HobbitLong / RepDistiller

[ICLR 2020] Contrastive Representation Distillation (CRD), and benchmark of recent knowledge distillation methods
BSD 2-Clause "Simplified" License
2.11k stars 389 forks source link

Questions about ContrastMemory #11

Closed HelloTobe closed 4 years ago

HelloTobe commented 4 years ago

@HobbitLong Thanks for your excellent work! I'm wondering why do you register two memories here in self.register_buffer('memory_v1', torch.rand(outputSize, inputSize).mul_(2 * stdv).add_(-stdv)) self.register_buffer('memory_v2', torch.rand(outputSize, inputSize).mul_(2 * stdv).add_(-stdv)), since only the student network is trained while the teacher is fixed.

HelloTobe commented 4 years ago

@HobbitLong Besides, I notice that the outputsize equals the length of the dataset in Cifar100 (Here is 50K). Is it the same in ImageNet which has more than 1M training images?

HobbitLong commented 4 years ago

Hi, @HelloTobe

I'm wondering why do you register two memories here in self.register_buffer('memoryv1', torch.rand(outputSize, inputSize).mul(2 stdv).add_(-stdv)) self.register_buffer('memoryv2', torch.rand(outputSize, inputSize).mul(2 stdv).add_(-stdv)),

A linear projection layer still needs to be learned during the training.
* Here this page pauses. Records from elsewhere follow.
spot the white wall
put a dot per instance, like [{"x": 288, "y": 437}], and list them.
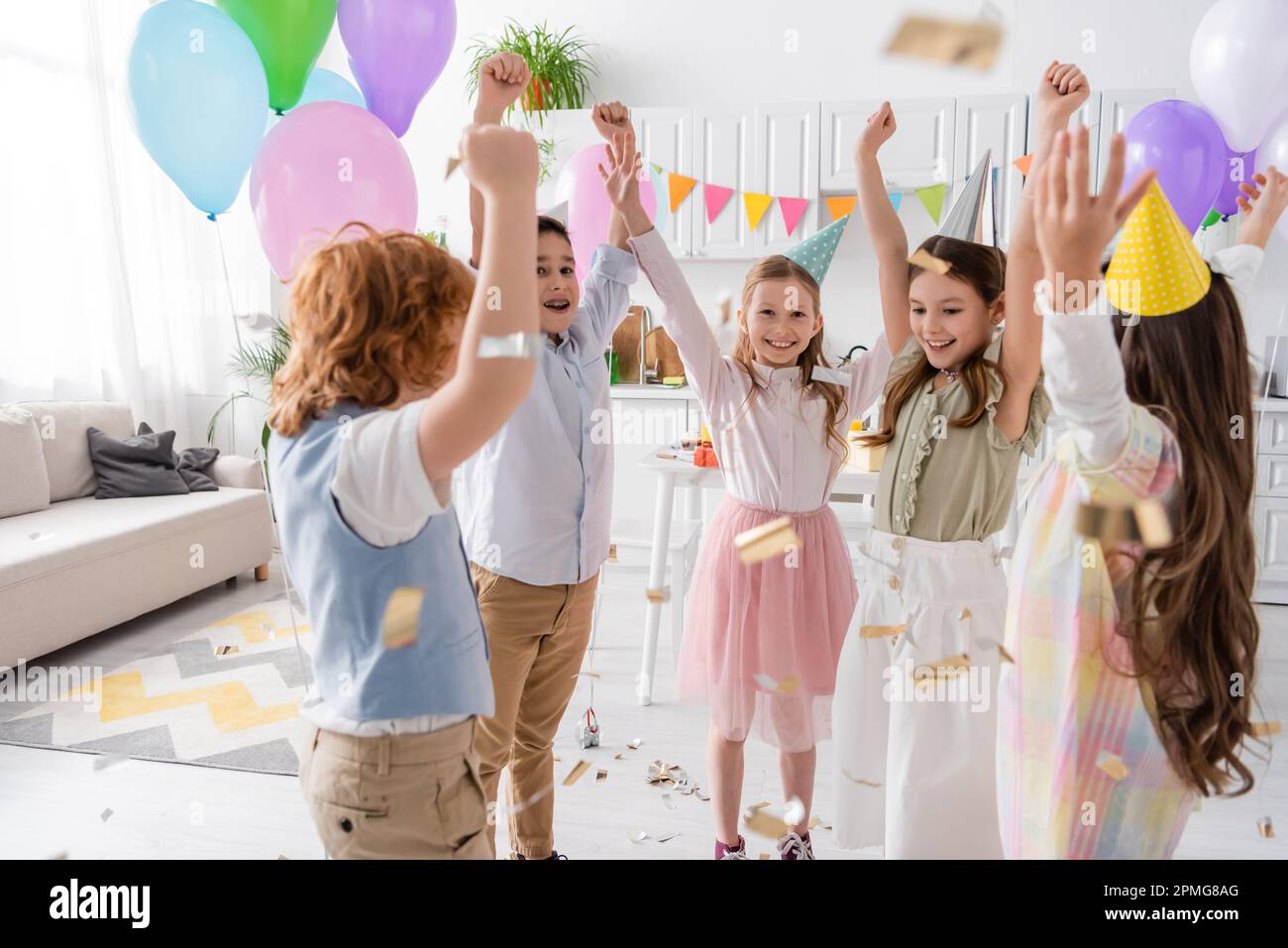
[{"x": 684, "y": 53}]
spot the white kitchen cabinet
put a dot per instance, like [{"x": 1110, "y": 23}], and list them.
[
  {"x": 722, "y": 155},
  {"x": 919, "y": 153},
  {"x": 786, "y": 163},
  {"x": 997, "y": 124}
]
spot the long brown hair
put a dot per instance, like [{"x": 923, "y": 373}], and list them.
[
  {"x": 1190, "y": 623},
  {"x": 778, "y": 266},
  {"x": 983, "y": 269},
  {"x": 370, "y": 318}
]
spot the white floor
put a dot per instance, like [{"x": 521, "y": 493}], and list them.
[{"x": 53, "y": 802}]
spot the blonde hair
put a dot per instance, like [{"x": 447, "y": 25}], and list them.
[{"x": 372, "y": 317}]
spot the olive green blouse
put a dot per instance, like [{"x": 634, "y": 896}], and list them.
[{"x": 948, "y": 483}]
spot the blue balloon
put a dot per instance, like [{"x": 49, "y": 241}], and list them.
[
  {"x": 325, "y": 85},
  {"x": 198, "y": 98}
]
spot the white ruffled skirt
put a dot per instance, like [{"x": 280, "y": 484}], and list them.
[{"x": 914, "y": 714}]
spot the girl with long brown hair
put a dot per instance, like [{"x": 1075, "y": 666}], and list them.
[
  {"x": 761, "y": 640},
  {"x": 1133, "y": 674},
  {"x": 914, "y": 710}
]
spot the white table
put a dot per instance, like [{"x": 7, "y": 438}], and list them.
[{"x": 682, "y": 473}]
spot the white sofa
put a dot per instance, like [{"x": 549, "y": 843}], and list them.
[{"x": 72, "y": 566}]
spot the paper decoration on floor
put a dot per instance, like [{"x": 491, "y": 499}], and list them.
[
  {"x": 679, "y": 187},
  {"x": 716, "y": 198},
  {"x": 768, "y": 540},
  {"x": 932, "y": 200},
  {"x": 841, "y": 206},
  {"x": 1265, "y": 728},
  {"x": 928, "y": 262},
  {"x": 880, "y": 631},
  {"x": 756, "y": 206},
  {"x": 815, "y": 253},
  {"x": 1112, "y": 764},
  {"x": 1157, "y": 269},
  {"x": 793, "y": 210},
  {"x": 967, "y": 219},
  {"x": 402, "y": 616},
  {"x": 1145, "y": 523},
  {"x": 973, "y": 44},
  {"x": 578, "y": 771}
]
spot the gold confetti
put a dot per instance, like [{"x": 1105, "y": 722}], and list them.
[
  {"x": 927, "y": 262},
  {"x": 402, "y": 616},
  {"x": 578, "y": 771},
  {"x": 767, "y": 540},
  {"x": 1113, "y": 766},
  {"x": 973, "y": 43},
  {"x": 880, "y": 631}
]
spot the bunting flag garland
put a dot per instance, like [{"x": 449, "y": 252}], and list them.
[
  {"x": 756, "y": 206},
  {"x": 679, "y": 187},
  {"x": 793, "y": 210},
  {"x": 840, "y": 206},
  {"x": 716, "y": 198},
  {"x": 932, "y": 200}
]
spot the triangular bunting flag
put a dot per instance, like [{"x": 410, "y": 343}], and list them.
[
  {"x": 840, "y": 206},
  {"x": 716, "y": 198},
  {"x": 793, "y": 209},
  {"x": 756, "y": 206},
  {"x": 932, "y": 200},
  {"x": 679, "y": 187}
]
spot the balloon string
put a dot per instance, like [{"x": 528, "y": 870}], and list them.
[{"x": 232, "y": 313}]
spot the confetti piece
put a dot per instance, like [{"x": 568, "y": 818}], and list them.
[
  {"x": 1113, "y": 766},
  {"x": 927, "y": 262},
  {"x": 578, "y": 771},
  {"x": 948, "y": 42},
  {"x": 880, "y": 631},
  {"x": 767, "y": 540}
]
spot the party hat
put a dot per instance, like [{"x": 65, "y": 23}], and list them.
[
  {"x": 1155, "y": 269},
  {"x": 815, "y": 253},
  {"x": 966, "y": 220}
]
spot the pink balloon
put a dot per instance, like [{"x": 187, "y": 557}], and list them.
[
  {"x": 589, "y": 207},
  {"x": 321, "y": 166}
]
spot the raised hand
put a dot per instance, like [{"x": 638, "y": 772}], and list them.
[
  {"x": 1073, "y": 226},
  {"x": 876, "y": 133},
  {"x": 502, "y": 78},
  {"x": 1262, "y": 205}
]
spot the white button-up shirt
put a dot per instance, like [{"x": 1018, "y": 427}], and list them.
[{"x": 539, "y": 504}]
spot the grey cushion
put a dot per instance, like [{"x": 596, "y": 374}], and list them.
[
  {"x": 193, "y": 464},
  {"x": 142, "y": 466}
]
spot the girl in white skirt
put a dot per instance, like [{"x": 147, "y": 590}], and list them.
[{"x": 914, "y": 714}]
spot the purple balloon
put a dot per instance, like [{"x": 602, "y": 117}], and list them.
[
  {"x": 397, "y": 50},
  {"x": 1184, "y": 143},
  {"x": 1237, "y": 168}
]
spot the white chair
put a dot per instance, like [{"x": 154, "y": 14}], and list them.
[{"x": 682, "y": 556}]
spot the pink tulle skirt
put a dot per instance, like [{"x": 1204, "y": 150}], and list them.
[{"x": 761, "y": 642}]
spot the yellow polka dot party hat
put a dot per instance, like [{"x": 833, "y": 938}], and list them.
[{"x": 1155, "y": 269}]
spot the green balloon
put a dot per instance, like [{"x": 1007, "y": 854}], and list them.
[{"x": 288, "y": 37}]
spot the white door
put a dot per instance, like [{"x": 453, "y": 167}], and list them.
[
  {"x": 666, "y": 140},
  {"x": 786, "y": 165},
  {"x": 997, "y": 124},
  {"x": 721, "y": 156}
]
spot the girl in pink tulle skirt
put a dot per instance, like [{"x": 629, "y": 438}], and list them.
[{"x": 763, "y": 640}]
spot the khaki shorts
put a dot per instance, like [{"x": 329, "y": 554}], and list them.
[{"x": 399, "y": 796}]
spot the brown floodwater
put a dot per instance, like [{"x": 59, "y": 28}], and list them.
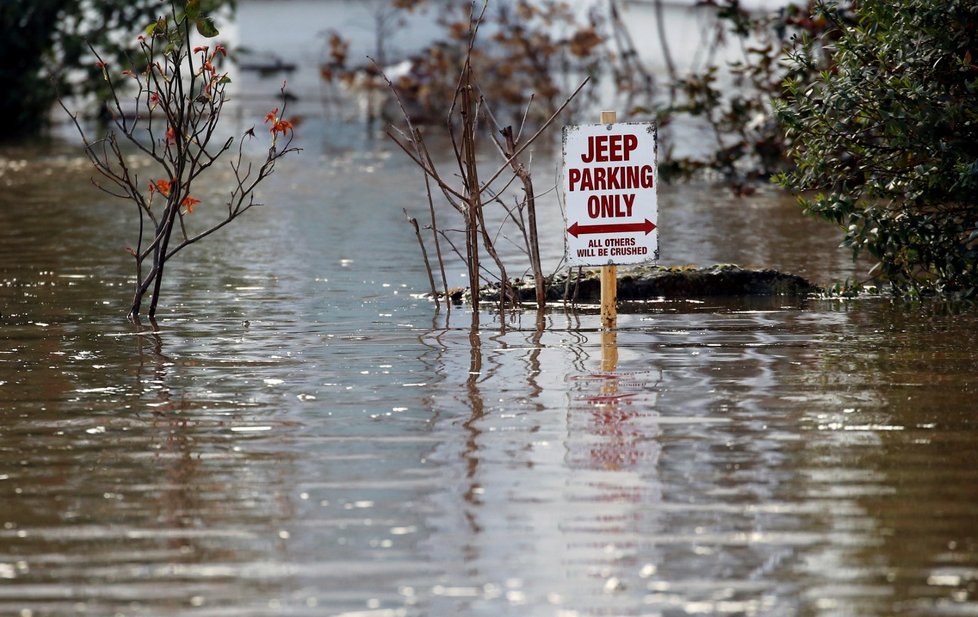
[{"x": 303, "y": 434}]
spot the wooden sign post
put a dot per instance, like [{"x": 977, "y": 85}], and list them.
[
  {"x": 610, "y": 192},
  {"x": 609, "y": 272}
]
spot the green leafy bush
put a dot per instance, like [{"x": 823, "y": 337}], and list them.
[{"x": 886, "y": 143}]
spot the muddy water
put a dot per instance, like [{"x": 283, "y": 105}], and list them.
[{"x": 302, "y": 435}]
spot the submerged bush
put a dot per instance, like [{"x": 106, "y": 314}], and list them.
[{"x": 886, "y": 143}]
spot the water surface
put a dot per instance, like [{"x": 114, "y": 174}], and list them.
[{"x": 303, "y": 434}]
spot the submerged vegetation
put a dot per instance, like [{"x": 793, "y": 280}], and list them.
[
  {"x": 863, "y": 107},
  {"x": 166, "y": 107},
  {"x": 886, "y": 143}
]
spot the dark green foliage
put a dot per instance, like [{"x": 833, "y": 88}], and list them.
[
  {"x": 734, "y": 102},
  {"x": 44, "y": 51},
  {"x": 886, "y": 143}
]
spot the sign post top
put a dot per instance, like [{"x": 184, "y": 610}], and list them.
[{"x": 609, "y": 184}]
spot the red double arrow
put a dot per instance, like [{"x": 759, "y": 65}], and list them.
[{"x": 577, "y": 229}]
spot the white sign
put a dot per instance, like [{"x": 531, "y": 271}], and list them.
[{"x": 610, "y": 193}]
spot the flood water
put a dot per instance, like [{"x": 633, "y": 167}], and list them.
[{"x": 302, "y": 434}]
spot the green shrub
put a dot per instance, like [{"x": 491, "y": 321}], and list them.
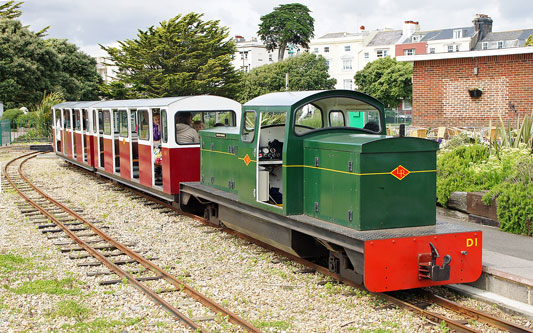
[
  {"x": 11, "y": 114},
  {"x": 474, "y": 168},
  {"x": 515, "y": 199}
]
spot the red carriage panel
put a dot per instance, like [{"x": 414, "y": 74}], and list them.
[
  {"x": 78, "y": 146},
  {"x": 145, "y": 165},
  {"x": 108, "y": 155},
  {"x": 89, "y": 148},
  {"x": 394, "y": 263},
  {"x": 125, "y": 169},
  {"x": 68, "y": 143},
  {"x": 180, "y": 165}
]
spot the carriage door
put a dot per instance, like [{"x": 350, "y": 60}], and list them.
[
  {"x": 124, "y": 145},
  {"x": 157, "y": 152},
  {"x": 145, "y": 148},
  {"x": 134, "y": 146},
  {"x": 271, "y": 136},
  {"x": 84, "y": 134},
  {"x": 116, "y": 141},
  {"x": 107, "y": 141},
  {"x": 77, "y": 135},
  {"x": 57, "y": 132}
]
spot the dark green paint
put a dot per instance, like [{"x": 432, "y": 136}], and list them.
[{"x": 375, "y": 201}]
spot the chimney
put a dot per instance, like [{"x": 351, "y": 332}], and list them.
[
  {"x": 482, "y": 25},
  {"x": 409, "y": 28}
]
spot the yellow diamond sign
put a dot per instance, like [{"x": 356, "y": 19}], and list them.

This layer acts to align the feature dimension of student and teacher.

Besides, I notice that the outputsize equals the length of the dataset in Cifar100 (Here is 50K). Is it the same in ImageNet which has more than 1M training images?

That's related to NCE. Just let outputsize = len(dataset) should suffice. Therefore it's 1M in ImageNet.

HelloTobe commented 4 years ago

@HobbitLong Many thanks!

HelloTobe commented 4 years ago

Hi, @HobbitLong weight_v1 = torch.index_select(self.memory_v1, 0, idx.view(-1)).detach() weight_v1 = weight_v1.view(batchSize, K + 1, inputSize) out_v2 = torch.bmm(weight_v1, v2.view(batchSize, inputSize, 1))

According to the above code, why in the following memory_v1 is updated with v1 instead of v2? Since there is no relation between memory_v1 and v1.

l_pos = torch.index_select(self.memory_v1, 0, y.view(-1)) l_pos.mul_(momentum) l_pos.add_(torch.mul(v1, 1 - momentum))

HobbitLong commented 4 years ago

@HelloTobe , the point of CRD is contrasting between teacher and student, e.g., choose anchor from the teacher (v2), choose positives and negatives from student (memory_v1).